Here are the top points in this big story:
-
The plane with cheetahs arrived at Gwalior’s Maharajpura airbase, operated by the Indian Air Force (IAF), shortly before 8 am. Civil Aviation Minister Jyotiraditya Scindia oversaw the arrangement as the cheetahs were transported to the air force chopper which flew them to Kuno National Park.
-
“The cheetahs have arrived in their new home- KUNO – heavenly habitat for our cats,” the minister tweeted, sharing pictures from the airbase. Prime Minister Narendra Modi, who is celebrating his birthday today, will release the wild cats in quarantine enclosures of the park.
-
No greater gift for Madhya Pradesh than this on Prime Minister Narendra Modi’s birthday, state Chief Minister Shivraj Singh Chouhan said this morning, calling the ‘historic’ ferrying of the wild cats from Namibia to the Kuno National Park the biggest wildlife incident of the century. This will rapidly boost tourism in the state, especially in the Kuno-Palpur region, he said.
-
“The cats are under very mild sedation, but they are not tranquilised.

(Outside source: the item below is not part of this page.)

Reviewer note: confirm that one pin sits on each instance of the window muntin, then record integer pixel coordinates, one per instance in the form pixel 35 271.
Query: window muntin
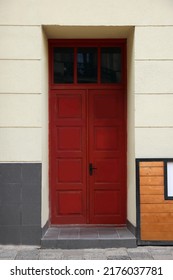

They are all looking great,” said Dr Laurie Marker, world’s leading expert on cheetahs, who was on the jet with the big cats, said.
-
According to the Cheetah Conservation Fund (CCF), an international not-for-profit organisation headquartered in Namibia and dedicated to saving the fastest land animal, the five female cheetahs are aged between two and five years, while the males are aged between 4.5 years and 5.5 years.
-
India in the past was home to Asiatic cheetahs but the species was declared extinct domestically by 1952. The big cats are being brought to India from Namibia as part of an intercontinental translocation project.
-
The national park is located in Madhya Pradesh’s Sheopur district, located around 165 km from Gwalior. The Kuno park was selected as a home because of its abundant prey and grasslands.
-
But critics have warned that the cheetahs may struggle to adapt to the habitat and may clash with the significant number of leopards already present.
-
The ‘African Cheetah Introduction Project in India’ was conceived in 2009 and a plan to introduce the big cat by November last year in KNP was delayed due to the COVID-19 pandemic, officials have said.
-
Considered vulnerable under the IUCN Red List of Threatened Species, there are fewer than 7,000 cheetahs left around the world — primarily in the African savannas.